While Mehan and Wood (1983) initially present reality as subjective, they address the question of the validity of different realities and the reliance on incorrigible propositions in the later stages of their work. In discussing the fragility of reality, they assert that every reality depends on ceaseless reflexive use of a body of knowledge in interaction and is equally susceptible to dissolution if these components are disrupted. This perspective introduces the notion that reality, regardless of its subjective nature, is not immune to challenges or alterations. The fragility of reality suggests that even seemingly robust belief systems, such as that of the Azande, are vulnerable to potential disruptions or transformations when confronted with external influences or internal dynamics.
Human history bears witness to instances where certain realities were suppressed, and the colonial era stands out as a potential illustration of such suppression. During this period, colonial powers employed imperialistic strategies, discrediting the religious realities of Africans by labeling them as heathen and imposing their own cultural norms on the indigenous populations. Frantz Fanon (1952) extensively examined the impact of colonialism on the cultural identity of Africans, emphasizing that the dismissal of their religious beliefs and practices played a pivotal role. According to Fanon (1952), the colonial project involved branding African culture as inferior, positioning it in stark contrast to the perceived superiority of the ‘white culture’. The implication was that, for a black individual to attain a higher status, they were compelled to forsake their own cultural reality and adopt that of their colonial masters. Fanon vividly expresses this dynamic, stating, "Every colonized people...find itself face to face with the language of the civilizing nation; that is, with the culture of the mother country." The elevation of the colonized, in Fanon's view, was contingent upon the extent to which they embraced the standards of the colonizing nation. Paradoxically, the more they renounced their indigenous identity, the more they were deemed to be "whiter" and elevated from what was derogatorily termed their "jungle status" (Fanon 1952, p.56).

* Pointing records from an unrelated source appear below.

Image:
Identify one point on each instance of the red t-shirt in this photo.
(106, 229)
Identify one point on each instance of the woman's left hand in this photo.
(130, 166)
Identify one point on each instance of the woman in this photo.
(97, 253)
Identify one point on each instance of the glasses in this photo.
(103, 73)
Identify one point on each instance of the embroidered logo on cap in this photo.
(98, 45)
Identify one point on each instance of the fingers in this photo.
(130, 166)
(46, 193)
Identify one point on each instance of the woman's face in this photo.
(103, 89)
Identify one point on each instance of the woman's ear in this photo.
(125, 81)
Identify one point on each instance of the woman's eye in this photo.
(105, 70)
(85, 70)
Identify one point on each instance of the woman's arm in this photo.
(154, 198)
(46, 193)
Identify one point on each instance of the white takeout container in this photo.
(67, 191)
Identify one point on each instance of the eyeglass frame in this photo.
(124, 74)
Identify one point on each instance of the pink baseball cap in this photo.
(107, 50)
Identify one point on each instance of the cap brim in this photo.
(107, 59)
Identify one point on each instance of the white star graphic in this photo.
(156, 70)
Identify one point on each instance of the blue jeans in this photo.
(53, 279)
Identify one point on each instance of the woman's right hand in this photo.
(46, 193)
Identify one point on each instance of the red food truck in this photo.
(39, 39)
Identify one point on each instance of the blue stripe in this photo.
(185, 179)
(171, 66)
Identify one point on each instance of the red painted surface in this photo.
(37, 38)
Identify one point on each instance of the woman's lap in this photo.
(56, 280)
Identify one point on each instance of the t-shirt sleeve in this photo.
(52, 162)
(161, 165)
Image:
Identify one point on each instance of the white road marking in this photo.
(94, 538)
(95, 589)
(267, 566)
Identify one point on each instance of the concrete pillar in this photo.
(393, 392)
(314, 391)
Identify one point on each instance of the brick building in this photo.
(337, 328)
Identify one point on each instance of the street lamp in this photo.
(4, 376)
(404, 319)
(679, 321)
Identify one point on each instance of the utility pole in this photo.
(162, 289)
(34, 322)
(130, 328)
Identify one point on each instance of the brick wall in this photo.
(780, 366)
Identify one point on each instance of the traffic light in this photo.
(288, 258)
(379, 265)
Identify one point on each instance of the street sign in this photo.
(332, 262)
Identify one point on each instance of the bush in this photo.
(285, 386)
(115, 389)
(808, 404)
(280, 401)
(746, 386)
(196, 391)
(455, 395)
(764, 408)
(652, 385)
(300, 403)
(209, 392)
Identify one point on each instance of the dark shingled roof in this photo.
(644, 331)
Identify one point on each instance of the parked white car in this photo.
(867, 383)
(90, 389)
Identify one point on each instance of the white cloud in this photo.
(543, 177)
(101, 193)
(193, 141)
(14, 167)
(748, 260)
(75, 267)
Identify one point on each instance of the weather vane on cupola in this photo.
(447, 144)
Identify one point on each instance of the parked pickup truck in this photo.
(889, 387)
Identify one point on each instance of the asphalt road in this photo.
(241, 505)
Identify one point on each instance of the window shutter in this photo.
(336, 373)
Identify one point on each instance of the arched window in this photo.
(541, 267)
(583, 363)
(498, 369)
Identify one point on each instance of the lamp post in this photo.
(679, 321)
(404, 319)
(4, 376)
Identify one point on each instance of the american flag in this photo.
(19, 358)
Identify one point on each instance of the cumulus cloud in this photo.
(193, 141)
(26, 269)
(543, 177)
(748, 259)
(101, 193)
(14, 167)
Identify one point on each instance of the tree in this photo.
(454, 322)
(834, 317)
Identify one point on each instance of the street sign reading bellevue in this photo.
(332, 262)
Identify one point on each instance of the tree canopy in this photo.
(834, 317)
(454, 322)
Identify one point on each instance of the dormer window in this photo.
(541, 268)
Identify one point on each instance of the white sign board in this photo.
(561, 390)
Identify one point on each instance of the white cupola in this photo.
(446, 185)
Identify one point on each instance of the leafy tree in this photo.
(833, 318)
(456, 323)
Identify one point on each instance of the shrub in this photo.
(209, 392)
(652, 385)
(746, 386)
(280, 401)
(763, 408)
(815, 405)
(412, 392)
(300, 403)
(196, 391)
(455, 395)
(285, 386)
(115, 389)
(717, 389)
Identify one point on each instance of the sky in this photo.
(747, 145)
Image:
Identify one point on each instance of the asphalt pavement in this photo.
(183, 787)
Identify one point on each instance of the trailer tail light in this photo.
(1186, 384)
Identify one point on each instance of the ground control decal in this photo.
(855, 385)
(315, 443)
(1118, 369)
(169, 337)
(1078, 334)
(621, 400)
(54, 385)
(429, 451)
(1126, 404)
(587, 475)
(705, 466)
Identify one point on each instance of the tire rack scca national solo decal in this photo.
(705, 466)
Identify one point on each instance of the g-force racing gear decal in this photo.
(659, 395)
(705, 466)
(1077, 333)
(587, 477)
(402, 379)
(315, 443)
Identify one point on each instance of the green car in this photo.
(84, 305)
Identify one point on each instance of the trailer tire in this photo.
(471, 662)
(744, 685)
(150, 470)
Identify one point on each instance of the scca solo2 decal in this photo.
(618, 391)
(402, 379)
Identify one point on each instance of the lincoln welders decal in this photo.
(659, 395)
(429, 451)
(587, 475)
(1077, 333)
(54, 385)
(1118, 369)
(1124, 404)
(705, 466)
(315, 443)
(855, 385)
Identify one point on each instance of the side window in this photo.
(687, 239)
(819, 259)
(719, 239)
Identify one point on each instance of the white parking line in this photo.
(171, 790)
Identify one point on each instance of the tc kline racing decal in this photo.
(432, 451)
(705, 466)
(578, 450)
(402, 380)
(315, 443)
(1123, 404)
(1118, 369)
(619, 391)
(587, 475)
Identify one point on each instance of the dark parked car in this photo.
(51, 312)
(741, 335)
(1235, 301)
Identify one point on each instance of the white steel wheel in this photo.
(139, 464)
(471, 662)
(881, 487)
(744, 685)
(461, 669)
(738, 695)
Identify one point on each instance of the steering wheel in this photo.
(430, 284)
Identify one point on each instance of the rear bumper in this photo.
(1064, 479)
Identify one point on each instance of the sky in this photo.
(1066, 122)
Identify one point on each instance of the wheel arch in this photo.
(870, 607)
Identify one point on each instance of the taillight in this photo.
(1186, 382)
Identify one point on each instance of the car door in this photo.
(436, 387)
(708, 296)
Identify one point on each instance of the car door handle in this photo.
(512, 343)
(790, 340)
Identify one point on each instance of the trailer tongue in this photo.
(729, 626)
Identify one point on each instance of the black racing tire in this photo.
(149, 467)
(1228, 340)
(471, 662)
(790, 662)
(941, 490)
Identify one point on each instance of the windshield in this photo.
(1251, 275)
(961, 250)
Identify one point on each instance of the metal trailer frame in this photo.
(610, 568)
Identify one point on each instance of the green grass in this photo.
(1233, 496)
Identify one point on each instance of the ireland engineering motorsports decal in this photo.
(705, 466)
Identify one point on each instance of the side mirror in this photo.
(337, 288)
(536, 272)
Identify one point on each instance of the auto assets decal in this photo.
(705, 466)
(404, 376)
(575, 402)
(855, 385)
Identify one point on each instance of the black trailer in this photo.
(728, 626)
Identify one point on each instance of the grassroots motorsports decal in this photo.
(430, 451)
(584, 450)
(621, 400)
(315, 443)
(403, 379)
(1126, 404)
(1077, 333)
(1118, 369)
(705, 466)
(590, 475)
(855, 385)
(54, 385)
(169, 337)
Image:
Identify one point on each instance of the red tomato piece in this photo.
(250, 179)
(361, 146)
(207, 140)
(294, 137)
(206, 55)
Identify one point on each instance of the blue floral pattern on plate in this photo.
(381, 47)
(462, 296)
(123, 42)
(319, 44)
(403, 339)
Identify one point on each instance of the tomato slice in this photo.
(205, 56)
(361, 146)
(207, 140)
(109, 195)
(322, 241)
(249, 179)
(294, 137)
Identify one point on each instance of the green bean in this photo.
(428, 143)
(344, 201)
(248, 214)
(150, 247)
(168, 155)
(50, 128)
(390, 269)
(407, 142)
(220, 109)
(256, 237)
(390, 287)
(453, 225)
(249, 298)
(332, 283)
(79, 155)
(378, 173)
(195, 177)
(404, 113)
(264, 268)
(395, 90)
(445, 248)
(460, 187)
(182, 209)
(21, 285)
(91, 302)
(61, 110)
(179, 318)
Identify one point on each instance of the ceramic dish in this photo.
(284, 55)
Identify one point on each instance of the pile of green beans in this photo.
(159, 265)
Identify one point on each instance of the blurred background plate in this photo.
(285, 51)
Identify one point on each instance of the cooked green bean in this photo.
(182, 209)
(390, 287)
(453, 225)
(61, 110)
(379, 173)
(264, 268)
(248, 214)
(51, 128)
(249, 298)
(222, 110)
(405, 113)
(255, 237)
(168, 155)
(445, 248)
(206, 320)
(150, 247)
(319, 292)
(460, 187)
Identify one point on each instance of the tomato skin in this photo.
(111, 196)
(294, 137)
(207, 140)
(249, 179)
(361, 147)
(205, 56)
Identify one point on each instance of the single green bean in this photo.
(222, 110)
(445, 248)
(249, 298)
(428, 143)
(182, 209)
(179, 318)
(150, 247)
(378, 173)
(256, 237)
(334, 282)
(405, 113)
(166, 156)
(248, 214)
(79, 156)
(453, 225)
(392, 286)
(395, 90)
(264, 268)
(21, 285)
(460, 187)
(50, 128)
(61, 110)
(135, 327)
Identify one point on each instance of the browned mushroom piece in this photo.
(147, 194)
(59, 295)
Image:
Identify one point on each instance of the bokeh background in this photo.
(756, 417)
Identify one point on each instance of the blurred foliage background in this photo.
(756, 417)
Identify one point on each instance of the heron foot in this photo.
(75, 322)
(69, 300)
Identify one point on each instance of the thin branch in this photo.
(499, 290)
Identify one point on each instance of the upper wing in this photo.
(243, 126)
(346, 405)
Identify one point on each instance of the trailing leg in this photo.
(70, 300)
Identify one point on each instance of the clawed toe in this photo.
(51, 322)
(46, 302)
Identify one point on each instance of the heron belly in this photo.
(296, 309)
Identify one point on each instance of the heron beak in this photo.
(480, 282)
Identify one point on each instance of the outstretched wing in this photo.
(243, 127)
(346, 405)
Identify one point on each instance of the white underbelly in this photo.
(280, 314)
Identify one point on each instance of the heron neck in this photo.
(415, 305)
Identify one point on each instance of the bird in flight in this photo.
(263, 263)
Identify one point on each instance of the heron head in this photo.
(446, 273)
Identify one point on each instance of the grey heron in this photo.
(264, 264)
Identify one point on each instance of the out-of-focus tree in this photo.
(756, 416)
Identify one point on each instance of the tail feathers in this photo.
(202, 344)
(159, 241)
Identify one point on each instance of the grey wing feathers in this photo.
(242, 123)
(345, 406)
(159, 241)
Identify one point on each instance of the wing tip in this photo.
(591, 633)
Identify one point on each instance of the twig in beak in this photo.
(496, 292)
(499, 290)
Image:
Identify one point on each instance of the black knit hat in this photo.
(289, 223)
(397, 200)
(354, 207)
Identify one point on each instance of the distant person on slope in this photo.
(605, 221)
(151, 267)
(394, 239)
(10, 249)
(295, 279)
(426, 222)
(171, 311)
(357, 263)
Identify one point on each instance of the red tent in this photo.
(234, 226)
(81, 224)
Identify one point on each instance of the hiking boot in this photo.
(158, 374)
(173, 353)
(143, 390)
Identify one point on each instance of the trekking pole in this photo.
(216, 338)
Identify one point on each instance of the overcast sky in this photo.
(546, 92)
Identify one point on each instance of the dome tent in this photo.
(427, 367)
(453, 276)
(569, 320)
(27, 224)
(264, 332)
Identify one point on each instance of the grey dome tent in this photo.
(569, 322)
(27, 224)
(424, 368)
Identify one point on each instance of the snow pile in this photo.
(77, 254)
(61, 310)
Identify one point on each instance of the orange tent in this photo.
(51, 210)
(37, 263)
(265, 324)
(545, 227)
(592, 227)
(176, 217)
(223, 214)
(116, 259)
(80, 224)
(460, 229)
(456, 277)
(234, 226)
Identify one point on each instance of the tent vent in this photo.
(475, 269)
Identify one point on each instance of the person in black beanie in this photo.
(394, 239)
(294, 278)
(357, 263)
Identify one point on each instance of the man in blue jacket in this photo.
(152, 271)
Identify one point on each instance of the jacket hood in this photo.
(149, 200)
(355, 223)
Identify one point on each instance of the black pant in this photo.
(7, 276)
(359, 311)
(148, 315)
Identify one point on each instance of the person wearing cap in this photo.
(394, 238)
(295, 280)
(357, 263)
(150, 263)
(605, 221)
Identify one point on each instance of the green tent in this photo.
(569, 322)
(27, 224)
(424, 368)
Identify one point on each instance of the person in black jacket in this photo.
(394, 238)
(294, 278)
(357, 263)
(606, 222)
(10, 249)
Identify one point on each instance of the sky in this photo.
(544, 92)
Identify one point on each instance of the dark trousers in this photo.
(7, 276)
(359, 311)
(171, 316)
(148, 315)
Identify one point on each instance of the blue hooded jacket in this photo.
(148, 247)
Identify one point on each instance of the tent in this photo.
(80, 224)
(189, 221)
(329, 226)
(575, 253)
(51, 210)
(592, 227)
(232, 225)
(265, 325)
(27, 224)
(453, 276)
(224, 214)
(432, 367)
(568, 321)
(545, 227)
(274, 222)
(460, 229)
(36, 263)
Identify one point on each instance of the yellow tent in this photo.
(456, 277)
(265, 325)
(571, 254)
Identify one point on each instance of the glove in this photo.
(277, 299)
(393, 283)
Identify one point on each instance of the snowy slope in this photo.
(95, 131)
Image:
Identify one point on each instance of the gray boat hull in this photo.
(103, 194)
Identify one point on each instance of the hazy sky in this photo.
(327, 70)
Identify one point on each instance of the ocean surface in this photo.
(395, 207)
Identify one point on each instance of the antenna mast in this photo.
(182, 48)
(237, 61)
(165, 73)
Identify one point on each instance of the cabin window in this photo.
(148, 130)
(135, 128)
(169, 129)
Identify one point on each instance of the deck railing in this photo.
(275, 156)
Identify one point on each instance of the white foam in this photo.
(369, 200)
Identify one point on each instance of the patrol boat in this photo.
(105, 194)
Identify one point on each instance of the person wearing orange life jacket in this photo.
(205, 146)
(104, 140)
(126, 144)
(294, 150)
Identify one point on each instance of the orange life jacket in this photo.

Fanon (1952) contends that the colonial masters effectively suppressed the realities of Africans by specifically targeting their religious beliefs. This strategic move, he argues, invaded the sense of purpose within these communities. The religious beliefs held by African societies not only shaped their cultural fabric but also provided a framework for interpreting the world. Discrediting these beliefs raised fundamental questions about the very foundations of their community life. This aligns with the sociological understanding that religious beliefs play a crucial role in shaping interpretations of the world, fostering moral values, and providing a shared framework for community life. The colonial strategy, therefore, went beyond territorial conquest; it sought to reshape the very essence of the colonized societies by undermining their cultural and religious foundations.